On the other hand, while the addition of bevacizumab to gemcitabine-erlotinib did not improve OS in patients with metastatic pancreatic cancer, the PFS was significantly longer in the bevacizumab group compared with placebo. Major serious side effects include arterial thrombosis, where bevacizumab has been shown to double the incidence of this complication. The drug has also been shown to increase the incidence of hemorrhage and hypertension in certain cases. Hemoptysis seems to be a particular risk in squamous cell lung cancer.

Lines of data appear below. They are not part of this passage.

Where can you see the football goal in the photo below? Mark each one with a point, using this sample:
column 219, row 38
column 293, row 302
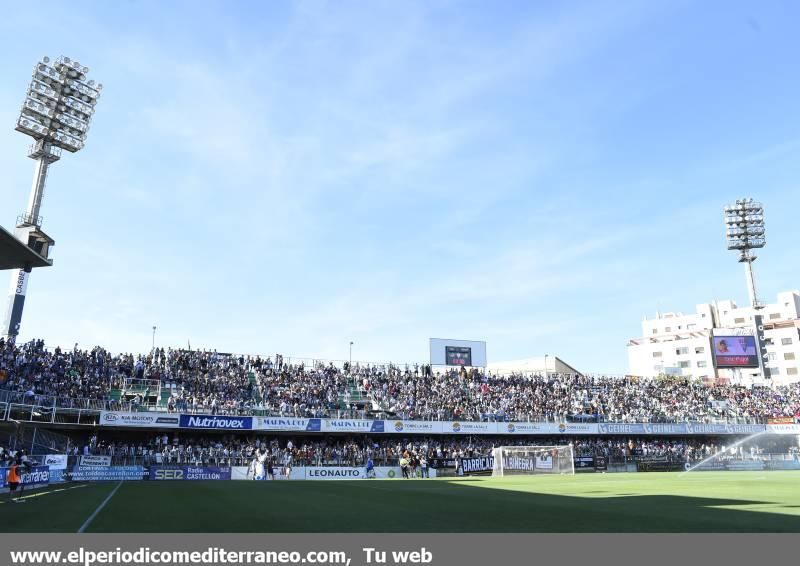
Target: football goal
column 527, row 460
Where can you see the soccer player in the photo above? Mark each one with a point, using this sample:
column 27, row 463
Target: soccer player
column 261, row 459
column 14, row 479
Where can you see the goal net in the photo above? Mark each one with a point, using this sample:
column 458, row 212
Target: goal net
column 527, row 460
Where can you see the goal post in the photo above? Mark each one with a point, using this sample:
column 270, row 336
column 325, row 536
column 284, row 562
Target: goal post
column 528, row 460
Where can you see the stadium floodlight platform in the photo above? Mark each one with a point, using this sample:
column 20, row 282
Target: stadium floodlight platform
column 15, row 254
column 57, row 112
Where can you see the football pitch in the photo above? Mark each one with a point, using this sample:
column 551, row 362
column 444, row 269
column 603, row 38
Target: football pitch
column 638, row 502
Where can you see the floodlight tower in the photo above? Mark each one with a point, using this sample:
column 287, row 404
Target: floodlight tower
column 744, row 221
column 56, row 113
column 745, row 231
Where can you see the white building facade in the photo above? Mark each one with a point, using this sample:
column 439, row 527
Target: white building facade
column 678, row 344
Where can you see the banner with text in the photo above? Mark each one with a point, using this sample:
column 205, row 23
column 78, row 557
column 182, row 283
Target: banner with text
column 348, row 425
column 288, row 424
column 216, row 422
column 190, row 473
column 111, row 473
column 160, row 420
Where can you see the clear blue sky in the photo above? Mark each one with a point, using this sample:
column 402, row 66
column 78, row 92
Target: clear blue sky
column 289, row 176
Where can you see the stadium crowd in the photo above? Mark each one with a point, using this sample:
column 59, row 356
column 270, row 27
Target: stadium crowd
column 219, row 450
column 199, row 381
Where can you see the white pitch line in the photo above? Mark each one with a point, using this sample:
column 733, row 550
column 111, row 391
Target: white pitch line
column 99, row 508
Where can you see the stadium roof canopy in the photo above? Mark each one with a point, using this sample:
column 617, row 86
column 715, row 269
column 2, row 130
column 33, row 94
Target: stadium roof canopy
column 14, row 254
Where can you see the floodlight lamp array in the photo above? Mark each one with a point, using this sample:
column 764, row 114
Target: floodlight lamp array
column 59, row 104
column 745, row 229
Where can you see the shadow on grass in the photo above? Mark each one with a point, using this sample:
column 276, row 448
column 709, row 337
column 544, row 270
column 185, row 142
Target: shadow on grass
column 417, row 506
column 387, row 506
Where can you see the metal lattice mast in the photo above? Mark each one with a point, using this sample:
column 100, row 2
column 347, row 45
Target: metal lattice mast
column 57, row 111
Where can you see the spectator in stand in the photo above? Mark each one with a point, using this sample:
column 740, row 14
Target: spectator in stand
column 200, row 381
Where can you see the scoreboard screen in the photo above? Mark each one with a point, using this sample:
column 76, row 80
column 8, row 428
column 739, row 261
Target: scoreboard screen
column 735, row 351
column 458, row 356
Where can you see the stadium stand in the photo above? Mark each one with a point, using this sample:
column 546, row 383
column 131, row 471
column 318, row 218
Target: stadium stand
column 215, row 383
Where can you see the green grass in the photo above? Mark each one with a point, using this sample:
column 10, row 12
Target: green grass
column 644, row 502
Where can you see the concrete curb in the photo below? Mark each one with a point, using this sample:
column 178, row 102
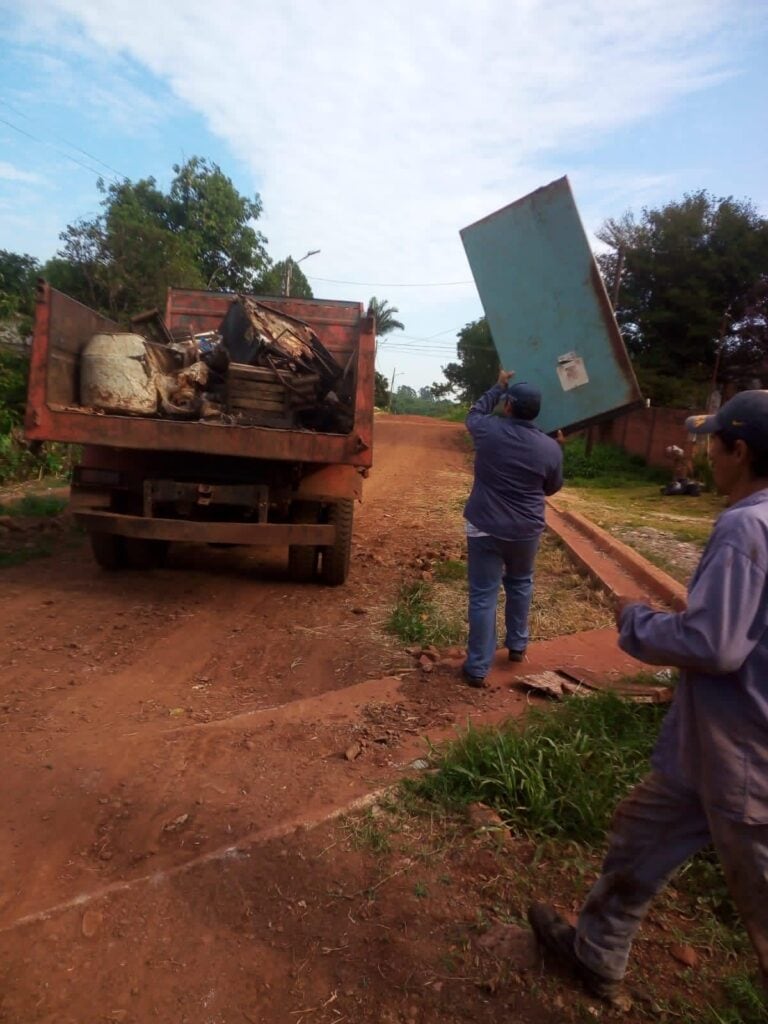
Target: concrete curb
column 654, row 581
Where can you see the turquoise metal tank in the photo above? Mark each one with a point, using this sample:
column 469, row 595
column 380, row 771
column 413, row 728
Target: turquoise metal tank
column 548, row 310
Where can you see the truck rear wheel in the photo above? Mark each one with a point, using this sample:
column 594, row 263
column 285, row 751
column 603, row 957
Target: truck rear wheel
column 108, row 550
column 335, row 560
column 302, row 558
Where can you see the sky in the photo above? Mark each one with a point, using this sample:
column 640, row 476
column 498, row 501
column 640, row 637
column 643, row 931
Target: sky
column 375, row 133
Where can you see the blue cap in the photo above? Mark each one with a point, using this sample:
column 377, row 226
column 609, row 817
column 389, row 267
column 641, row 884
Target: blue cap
column 526, row 399
column 743, row 417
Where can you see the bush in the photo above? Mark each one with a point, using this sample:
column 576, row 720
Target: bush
column 606, row 466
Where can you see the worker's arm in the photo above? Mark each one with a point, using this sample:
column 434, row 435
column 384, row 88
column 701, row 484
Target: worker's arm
column 724, row 620
column 486, row 403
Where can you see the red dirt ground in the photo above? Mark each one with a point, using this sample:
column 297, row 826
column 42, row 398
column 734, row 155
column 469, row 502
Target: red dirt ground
column 165, row 733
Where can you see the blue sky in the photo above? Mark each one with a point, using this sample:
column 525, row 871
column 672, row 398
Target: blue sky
column 375, row 135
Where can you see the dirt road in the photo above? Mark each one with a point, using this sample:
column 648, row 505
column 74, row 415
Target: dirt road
column 163, row 731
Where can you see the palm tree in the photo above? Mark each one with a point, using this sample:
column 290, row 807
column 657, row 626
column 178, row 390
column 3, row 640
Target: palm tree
column 384, row 315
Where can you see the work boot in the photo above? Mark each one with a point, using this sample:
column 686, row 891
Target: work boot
column 557, row 937
column 478, row 682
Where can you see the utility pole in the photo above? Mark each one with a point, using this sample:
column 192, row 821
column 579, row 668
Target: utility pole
column 391, row 387
column 290, row 263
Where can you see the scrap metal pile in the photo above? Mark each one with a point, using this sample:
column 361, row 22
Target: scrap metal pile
column 260, row 368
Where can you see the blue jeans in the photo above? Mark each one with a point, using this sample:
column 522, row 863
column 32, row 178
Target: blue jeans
column 491, row 562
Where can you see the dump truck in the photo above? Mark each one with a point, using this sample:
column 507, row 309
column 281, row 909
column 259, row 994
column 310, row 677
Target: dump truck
column 146, row 481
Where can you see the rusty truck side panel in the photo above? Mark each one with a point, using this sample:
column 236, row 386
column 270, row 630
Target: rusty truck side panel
column 62, row 327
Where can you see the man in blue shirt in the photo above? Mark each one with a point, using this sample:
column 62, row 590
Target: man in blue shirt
column 516, row 465
column 709, row 780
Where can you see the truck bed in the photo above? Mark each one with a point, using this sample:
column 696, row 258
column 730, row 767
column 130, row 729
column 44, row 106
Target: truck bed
column 62, row 327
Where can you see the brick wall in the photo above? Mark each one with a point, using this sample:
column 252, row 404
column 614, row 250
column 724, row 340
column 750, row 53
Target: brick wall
column 648, row 431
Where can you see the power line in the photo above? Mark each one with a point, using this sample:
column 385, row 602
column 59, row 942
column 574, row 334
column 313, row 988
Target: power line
column 375, row 284
column 67, row 141
column 64, row 153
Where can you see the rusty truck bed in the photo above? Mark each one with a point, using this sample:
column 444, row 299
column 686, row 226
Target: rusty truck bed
column 62, row 327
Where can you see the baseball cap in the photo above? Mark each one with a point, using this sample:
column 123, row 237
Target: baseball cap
column 526, row 398
column 742, row 417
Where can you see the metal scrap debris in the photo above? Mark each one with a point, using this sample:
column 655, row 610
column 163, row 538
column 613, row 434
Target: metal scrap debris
column 260, row 368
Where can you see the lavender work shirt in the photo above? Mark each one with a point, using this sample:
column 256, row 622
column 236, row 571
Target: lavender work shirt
column 715, row 737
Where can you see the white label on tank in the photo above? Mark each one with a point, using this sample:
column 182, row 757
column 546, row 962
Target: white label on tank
column 571, row 371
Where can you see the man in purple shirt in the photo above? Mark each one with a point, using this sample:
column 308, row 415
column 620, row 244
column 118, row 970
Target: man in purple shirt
column 516, row 465
column 709, row 779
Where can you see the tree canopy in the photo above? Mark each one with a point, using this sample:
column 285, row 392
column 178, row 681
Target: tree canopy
column 271, row 281
column 384, row 316
column 17, row 273
column 477, row 366
column 198, row 235
column 691, row 280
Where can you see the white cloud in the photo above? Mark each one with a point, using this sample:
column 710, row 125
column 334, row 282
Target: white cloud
column 375, row 132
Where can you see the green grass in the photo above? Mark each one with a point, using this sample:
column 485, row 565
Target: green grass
column 416, row 619
column 451, row 570
column 366, row 833
column 742, row 1004
column 606, row 466
column 560, row 776
column 35, row 506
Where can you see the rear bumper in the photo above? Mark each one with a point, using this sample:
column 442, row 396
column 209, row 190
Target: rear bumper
column 195, row 531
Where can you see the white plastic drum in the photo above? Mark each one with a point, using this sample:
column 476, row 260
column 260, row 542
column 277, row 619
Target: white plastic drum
column 116, row 376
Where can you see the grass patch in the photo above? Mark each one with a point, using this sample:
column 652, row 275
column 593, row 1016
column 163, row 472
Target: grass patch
column 560, row 776
column 743, row 1003
column 564, row 601
column 451, row 570
column 416, row 619
column 606, row 466
column 365, row 833
column 35, row 506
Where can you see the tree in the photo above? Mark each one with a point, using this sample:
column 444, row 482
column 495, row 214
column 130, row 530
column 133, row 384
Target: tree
column 17, row 273
column 384, row 316
column 197, row 236
column 207, row 209
column 271, row 281
column 477, row 368
column 692, row 292
column 381, row 390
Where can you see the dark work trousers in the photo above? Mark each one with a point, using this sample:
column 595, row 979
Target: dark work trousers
column 655, row 829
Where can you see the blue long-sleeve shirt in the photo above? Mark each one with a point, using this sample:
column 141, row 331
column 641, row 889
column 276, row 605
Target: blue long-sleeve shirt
column 715, row 737
column 516, row 465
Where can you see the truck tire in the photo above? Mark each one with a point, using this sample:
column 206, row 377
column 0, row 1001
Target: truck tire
column 108, row 550
column 335, row 560
column 302, row 558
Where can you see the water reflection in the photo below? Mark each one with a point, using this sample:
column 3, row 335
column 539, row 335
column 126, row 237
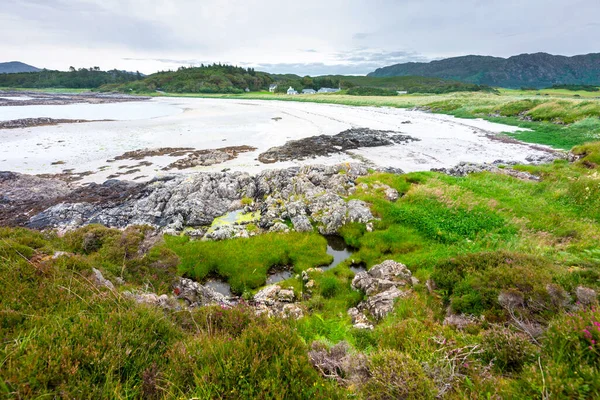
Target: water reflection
column 219, row 287
column 337, row 247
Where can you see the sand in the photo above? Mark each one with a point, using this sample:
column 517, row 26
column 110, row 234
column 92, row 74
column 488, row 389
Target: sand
column 215, row 123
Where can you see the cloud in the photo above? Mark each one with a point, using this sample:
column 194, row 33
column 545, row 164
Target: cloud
column 354, row 36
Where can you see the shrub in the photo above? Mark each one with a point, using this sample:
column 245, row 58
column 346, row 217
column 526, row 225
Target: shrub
column 394, row 375
column 472, row 283
column 330, row 286
column 371, row 91
column 448, row 225
column 507, row 350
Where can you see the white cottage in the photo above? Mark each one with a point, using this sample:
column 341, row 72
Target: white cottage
column 328, row 90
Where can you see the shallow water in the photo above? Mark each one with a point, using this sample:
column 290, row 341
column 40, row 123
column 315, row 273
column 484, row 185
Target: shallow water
column 215, row 123
column 129, row 111
column 337, row 247
column 220, row 287
column 24, row 98
column 279, row 276
column 358, row 268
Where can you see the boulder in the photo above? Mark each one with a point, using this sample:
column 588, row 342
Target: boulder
column 100, row 280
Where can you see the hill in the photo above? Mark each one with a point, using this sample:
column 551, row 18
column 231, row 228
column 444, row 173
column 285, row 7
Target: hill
column 411, row 84
column 14, row 67
column 214, row 78
column 526, row 70
column 82, row 78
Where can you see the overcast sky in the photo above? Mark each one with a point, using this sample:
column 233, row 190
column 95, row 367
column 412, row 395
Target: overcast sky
column 303, row 37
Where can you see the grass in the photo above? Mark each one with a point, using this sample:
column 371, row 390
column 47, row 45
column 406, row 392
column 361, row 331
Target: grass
column 557, row 120
column 478, row 238
column 245, row 263
column 500, row 249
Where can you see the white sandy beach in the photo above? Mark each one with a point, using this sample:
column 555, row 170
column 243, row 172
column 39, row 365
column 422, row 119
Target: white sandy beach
column 215, row 123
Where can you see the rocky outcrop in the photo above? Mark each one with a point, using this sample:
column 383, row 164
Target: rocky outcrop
column 306, row 196
column 383, row 284
column 42, row 121
column 325, row 145
column 100, row 281
column 273, row 300
column 497, row 167
column 31, row 98
column 196, row 295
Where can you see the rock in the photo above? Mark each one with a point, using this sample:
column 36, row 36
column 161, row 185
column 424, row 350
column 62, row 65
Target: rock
column 267, row 295
column 466, row 168
column 359, row 211
column 325, row 145
column 286, row 295
column 383, row 303
column 547, row 158
column 291, row 311
column 585, row 296
column 381, row 284
column 100, row 281
column 391, row 194
column 390, row 269
column 382, row 277
column 163, row 301
column 221, row 233
column 275, row 301
column 302, row 223
column 359, row 320
column 460, row 321
column 197, row 295
column 279, row 227
column 172, row 203
column 58, row 254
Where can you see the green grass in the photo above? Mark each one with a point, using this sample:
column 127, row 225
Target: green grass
column 556, row 120
column 476, row 239
column 245, row 263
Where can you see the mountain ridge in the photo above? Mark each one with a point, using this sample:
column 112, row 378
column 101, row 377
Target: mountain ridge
column 530, row 70
column 13, row 67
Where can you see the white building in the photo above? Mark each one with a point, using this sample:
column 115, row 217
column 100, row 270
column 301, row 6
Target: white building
column 328, row 90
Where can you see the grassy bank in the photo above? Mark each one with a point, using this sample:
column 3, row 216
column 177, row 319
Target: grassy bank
column 555, row 117
column 517, row 257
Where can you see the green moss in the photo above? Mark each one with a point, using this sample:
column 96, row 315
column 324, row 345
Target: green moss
column 246, row 262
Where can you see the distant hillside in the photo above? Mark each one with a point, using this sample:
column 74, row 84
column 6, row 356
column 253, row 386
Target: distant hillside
column 14, row 67
column 214, row 78
column 411, row 84
column 82, row 78
column 537, row 70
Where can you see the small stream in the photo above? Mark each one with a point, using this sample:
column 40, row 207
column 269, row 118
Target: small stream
column 219, row 286
column 336, row 247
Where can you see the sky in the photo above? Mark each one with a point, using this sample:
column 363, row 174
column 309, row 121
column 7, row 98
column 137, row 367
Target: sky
column 308, row 37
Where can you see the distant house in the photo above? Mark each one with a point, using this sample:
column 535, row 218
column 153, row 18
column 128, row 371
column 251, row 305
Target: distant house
column 328, row 90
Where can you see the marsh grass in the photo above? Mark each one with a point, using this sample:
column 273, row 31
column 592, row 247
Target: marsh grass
column 245, row 263
column 479, row 239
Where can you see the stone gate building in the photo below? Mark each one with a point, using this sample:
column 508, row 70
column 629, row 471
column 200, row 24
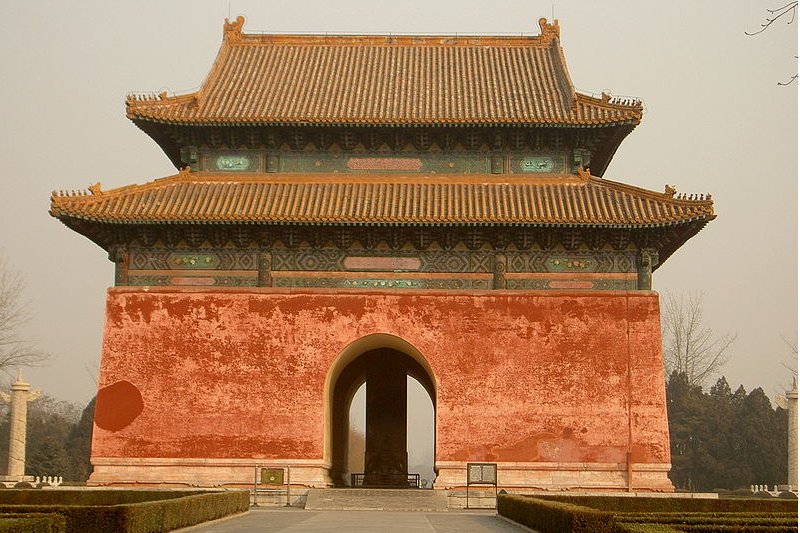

c. Insulin-like growth factor type I receptor (IGF1R). IGF1R is an RTK belonging to the insulin-like growth factor (IGF) receptor family which is comprised of three transmembrane proteins and binds to the IGF-1 and IGF-2. It is overexpressed in many tumors including melanoma, colon, pancreas, prostate, and kidney cancers. IGF1R overexpression in cancer cells is an important factor for their proliferation, transformation, and metastasis. Therefore, IGF1R became an attractive target for cancer therapy.
Figitumumab is a new humanized MoAb against IGF1R. The combination of figitumumab, paclitaxel, and carboplatin demonstrated safety and efficacy in patients with advanced NSCLC. Other phase III trials of figitumumab in advanced NSCLC are ongoing.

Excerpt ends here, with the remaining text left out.